Die ene partij kan volgens Adriaanse vervolgens het bouwproces optimaliseren. “Bij het grote bouwconcern, waar ik eerder werkte, was ik hier al mee bezig. Daar keek ik met mijn team hoe we digitale technologieën konden inzetten om over die verschillende fasen heen te optimaliseren. Met de hulp van digitale oplossingen wilden we beter zicht op het ontwerp krijgen en dat ontwerp optimaliseren, bijvoorbeeld ook richting de uitvoering (is het ontwerp realiseerbaar) en het onderhoud (is het onderwerp goed onderhoudbaar). Waarna je vervolgens de uitvoering en het onderhoud goedkoper kon uitvoeren. Dat behelst mogelijk een aanpassing waardoor het ontwerp duurder wordt, maar in een latere fase heb je daar profijt van. Doordat je als bouwer opdracht krijgt voor ontwerp, uitvoering en beheer- en onderhoud en je alle betrokken partijen weer contracteert (zoals ontwerpende partijen, onderaannemers en leveranciers), kun je één filosofie doorvoeren. Er ontstaat een incentive om het geheel te optimaliseren. Dat is een enorme aanjager om zeker op het gebied van digitale transformatie flinke innovatiestappen te zetten.”
Adriaanse: “Digitale technologieën zijn pas echt van grote waarde als het gaat om optimalisatie van ketens van partijen, hergebruik van gegevens van project naar project en het leren van project voor nieuwe projecten.”

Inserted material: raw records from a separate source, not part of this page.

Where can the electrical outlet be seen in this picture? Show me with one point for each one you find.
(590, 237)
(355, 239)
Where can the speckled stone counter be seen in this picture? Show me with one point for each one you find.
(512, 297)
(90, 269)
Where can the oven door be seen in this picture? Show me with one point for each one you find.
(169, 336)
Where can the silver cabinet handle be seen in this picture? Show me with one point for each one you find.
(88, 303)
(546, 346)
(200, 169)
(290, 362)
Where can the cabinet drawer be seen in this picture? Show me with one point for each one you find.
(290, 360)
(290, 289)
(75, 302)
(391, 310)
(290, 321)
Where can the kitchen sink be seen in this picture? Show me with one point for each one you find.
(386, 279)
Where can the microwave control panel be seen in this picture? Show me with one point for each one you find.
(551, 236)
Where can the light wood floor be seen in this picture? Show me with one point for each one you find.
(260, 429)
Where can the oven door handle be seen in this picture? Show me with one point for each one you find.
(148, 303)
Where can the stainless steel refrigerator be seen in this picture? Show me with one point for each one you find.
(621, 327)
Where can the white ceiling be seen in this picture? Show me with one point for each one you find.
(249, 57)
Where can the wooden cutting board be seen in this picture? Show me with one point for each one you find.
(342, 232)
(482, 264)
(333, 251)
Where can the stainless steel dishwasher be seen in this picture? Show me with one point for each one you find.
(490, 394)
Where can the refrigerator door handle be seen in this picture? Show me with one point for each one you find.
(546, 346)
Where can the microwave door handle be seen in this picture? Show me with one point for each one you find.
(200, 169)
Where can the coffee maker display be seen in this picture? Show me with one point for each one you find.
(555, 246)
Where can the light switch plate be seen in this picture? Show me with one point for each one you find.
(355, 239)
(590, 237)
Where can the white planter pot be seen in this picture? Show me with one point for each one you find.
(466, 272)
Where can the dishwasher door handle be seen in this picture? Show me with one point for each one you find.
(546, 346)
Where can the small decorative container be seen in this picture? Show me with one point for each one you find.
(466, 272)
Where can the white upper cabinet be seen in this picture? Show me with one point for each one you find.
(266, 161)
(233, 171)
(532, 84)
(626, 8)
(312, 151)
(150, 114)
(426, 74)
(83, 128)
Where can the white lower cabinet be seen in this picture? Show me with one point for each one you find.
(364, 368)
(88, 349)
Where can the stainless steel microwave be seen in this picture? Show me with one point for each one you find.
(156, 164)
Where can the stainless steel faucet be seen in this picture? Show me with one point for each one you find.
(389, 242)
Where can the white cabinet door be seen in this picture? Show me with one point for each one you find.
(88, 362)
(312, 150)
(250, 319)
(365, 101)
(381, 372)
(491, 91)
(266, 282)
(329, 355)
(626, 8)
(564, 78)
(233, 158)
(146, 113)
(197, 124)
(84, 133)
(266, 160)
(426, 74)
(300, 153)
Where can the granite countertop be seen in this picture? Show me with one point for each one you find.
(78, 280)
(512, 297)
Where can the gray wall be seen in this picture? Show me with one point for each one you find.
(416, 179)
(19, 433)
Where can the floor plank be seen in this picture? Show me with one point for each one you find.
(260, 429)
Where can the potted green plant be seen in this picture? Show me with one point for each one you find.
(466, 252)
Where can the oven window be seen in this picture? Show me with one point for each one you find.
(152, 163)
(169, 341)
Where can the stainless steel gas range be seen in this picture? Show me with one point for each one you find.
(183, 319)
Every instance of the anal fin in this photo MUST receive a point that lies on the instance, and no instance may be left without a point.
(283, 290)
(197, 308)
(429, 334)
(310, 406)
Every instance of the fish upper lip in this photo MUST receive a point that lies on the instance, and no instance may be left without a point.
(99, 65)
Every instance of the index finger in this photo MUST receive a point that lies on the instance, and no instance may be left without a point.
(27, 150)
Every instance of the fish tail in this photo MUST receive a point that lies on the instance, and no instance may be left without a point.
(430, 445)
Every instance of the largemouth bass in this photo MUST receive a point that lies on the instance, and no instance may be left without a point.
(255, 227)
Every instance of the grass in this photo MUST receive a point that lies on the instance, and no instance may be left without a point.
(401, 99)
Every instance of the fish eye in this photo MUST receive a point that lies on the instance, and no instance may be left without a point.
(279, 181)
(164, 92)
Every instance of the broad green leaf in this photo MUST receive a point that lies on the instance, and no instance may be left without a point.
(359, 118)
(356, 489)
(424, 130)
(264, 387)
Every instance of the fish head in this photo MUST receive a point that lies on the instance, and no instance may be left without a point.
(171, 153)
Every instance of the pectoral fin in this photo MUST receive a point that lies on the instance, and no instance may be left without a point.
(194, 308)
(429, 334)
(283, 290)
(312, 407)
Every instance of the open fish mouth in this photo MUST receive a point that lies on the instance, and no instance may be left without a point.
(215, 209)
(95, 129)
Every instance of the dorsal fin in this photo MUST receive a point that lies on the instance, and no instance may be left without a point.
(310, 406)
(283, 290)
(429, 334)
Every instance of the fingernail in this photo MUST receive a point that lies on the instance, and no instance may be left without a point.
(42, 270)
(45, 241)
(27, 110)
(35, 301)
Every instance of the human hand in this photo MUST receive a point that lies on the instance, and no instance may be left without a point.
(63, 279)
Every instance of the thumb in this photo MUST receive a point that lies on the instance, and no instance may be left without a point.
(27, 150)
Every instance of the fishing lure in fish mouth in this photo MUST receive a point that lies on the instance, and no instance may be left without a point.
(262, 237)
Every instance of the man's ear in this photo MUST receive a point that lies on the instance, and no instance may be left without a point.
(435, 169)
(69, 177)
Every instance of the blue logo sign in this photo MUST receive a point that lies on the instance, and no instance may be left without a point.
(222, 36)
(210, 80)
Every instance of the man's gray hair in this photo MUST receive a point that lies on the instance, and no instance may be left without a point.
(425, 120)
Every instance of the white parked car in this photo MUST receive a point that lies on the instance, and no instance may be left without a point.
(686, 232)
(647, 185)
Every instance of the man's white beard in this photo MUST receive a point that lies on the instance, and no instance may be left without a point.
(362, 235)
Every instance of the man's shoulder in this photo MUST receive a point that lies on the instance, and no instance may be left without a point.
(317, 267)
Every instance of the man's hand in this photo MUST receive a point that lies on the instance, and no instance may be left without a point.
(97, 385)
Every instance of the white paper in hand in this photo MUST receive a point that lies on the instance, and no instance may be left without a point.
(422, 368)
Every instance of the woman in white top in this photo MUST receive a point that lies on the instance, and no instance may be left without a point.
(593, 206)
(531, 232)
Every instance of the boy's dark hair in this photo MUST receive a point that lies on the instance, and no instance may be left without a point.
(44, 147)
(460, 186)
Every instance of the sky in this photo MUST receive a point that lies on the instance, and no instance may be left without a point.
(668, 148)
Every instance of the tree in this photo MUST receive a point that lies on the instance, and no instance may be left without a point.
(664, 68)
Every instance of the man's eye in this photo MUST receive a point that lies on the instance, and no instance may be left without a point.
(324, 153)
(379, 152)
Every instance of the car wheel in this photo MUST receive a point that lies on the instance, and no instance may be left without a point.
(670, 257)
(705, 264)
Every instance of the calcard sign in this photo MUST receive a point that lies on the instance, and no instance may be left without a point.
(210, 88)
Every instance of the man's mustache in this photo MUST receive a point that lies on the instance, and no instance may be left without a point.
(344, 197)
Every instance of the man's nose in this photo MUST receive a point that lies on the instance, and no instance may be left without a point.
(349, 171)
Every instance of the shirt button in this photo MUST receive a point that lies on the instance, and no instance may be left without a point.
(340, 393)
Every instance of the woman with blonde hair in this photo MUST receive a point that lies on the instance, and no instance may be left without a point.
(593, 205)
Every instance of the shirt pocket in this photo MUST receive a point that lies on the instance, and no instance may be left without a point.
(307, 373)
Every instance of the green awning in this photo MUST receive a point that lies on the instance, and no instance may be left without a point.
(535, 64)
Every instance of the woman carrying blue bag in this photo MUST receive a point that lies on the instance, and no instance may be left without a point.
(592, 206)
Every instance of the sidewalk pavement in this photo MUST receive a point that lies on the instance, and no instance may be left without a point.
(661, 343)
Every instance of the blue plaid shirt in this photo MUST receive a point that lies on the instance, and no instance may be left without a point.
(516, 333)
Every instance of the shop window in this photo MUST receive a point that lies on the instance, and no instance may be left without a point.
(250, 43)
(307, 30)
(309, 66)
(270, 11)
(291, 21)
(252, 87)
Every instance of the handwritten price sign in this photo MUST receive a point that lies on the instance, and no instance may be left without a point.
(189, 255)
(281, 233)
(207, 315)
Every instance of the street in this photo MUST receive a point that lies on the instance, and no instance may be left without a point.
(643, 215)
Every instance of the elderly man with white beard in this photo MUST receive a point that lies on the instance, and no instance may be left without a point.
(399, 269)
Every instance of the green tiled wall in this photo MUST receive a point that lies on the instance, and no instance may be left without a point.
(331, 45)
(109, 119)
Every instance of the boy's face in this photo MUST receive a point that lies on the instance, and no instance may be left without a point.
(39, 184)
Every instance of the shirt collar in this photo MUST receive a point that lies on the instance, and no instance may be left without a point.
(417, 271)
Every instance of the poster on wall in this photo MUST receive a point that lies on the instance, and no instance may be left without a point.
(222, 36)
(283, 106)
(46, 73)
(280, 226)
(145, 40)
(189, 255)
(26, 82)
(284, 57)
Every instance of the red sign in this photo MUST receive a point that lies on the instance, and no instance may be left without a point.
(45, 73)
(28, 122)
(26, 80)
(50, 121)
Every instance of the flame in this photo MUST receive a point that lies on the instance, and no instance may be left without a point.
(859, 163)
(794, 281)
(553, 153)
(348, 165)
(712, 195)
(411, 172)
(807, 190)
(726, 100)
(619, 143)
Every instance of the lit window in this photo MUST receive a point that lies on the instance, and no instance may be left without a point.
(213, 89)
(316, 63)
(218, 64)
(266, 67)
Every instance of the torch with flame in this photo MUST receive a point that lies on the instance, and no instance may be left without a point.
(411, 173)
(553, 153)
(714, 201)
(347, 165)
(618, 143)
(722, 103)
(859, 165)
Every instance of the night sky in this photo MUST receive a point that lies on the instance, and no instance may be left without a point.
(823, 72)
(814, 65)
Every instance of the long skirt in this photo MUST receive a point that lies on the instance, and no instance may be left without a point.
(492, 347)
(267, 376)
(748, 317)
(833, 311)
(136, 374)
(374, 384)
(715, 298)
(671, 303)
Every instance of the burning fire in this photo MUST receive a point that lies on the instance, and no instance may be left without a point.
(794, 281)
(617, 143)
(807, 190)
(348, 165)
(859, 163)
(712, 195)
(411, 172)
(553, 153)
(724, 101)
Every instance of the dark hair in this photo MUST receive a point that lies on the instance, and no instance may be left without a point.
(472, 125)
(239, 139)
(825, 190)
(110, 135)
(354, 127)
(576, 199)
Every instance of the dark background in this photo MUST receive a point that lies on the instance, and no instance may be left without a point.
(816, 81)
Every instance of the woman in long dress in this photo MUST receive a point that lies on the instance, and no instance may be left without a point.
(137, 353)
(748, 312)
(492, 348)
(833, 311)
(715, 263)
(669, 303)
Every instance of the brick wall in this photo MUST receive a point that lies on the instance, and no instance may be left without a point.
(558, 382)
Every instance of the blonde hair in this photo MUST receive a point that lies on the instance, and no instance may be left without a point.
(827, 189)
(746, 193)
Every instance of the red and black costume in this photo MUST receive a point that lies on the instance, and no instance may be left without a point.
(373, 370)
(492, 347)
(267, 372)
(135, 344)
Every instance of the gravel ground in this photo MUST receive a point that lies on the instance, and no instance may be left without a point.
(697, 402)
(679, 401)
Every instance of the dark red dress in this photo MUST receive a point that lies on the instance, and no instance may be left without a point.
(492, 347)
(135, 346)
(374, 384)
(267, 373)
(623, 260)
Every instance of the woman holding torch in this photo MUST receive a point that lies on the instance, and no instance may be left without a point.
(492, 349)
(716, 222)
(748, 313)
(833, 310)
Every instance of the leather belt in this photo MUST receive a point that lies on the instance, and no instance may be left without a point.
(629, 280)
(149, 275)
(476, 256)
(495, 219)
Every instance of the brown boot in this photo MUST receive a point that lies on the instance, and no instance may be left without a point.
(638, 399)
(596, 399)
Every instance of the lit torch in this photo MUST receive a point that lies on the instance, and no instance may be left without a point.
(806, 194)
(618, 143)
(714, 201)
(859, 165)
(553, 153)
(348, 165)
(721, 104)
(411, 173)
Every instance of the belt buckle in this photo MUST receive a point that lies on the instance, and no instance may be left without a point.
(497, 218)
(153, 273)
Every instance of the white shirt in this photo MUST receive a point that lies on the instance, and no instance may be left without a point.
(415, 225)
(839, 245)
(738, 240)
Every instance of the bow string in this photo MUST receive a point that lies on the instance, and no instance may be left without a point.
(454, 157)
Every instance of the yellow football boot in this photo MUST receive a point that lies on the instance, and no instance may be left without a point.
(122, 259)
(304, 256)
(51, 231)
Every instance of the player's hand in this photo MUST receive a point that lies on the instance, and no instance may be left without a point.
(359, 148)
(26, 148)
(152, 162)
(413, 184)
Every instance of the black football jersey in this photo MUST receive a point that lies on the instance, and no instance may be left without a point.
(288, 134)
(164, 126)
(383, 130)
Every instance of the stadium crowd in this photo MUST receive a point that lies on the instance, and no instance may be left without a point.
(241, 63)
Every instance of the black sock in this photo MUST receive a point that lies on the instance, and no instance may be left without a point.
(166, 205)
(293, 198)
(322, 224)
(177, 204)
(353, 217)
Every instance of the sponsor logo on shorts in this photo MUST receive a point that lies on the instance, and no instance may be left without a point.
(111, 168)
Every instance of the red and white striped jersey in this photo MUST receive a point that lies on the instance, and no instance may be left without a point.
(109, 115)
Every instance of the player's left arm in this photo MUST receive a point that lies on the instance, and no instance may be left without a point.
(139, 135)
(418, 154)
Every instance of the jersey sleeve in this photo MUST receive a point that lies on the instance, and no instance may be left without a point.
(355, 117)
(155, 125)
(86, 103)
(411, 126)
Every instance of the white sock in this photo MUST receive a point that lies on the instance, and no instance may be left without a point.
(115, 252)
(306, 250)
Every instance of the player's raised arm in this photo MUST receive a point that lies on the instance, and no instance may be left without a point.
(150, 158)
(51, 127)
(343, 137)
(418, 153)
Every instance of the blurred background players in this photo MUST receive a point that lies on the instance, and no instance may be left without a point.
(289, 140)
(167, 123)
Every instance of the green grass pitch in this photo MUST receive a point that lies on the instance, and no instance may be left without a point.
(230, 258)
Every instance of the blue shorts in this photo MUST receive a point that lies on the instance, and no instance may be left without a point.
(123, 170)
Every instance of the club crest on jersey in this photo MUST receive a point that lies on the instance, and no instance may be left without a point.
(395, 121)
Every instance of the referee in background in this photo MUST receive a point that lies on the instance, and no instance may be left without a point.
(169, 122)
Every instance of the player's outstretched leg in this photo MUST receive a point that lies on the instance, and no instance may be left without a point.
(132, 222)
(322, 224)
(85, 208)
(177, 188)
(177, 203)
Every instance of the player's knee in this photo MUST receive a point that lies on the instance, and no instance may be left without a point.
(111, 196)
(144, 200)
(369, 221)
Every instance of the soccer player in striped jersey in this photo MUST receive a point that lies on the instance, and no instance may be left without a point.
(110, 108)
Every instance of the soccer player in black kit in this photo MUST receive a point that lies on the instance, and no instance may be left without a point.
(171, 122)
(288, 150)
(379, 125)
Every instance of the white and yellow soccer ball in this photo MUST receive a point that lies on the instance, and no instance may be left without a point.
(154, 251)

Wat het, zeker voor beheerders, volgens Adriaanse lastig maakt om de digitale transformatie vorm te geven in de bouw, is dat veel van de Nederlandse infrastructuur al tientallen jaren oud is. “Er ligt een grote opgave in het verschiet. Het vervangen en de renovatie van civiele infrastructuur. Er zijn in Nederland zo’n 85.000 bruggen en viaducten, die voor een groot gedeelte in de periode van 1960 tot 1980 zijn gebouwd. Die hebben een bepaalde levensduur en afhankelijk van wanneer ze zijn gebouwd, moeten die op een bepaald moment worden gerenoveerd of vervangen. Vanuit TNO zoeken we naar manieren om te voorspellen hoe lang een brug of viaduct nog meegaat, om op basis van die informatie de renovatie en vervanging te kunnen optimaliseren. Wat het lastig maakt, is dat van een brug die in de jaren zestig is gerealiseerd een mooi uitgewerkt informatiemodel ontbreekt. In zo’n geval moet je vaak blij zijn met wat tekeningen en schetsen. Digitale technologieën kunnen ons wel helpen. Zoals het in kaart brengen van een situatie met behulp van drones, laserscanning, automatische beeldherkenning en machine learning. Daardoor detecteer je knelpunten of schades. Maar volledig gedigitaliseerde informatiemodellen ontbreken. Dat is een worsteling waar veel partijen mee te maken hebben.”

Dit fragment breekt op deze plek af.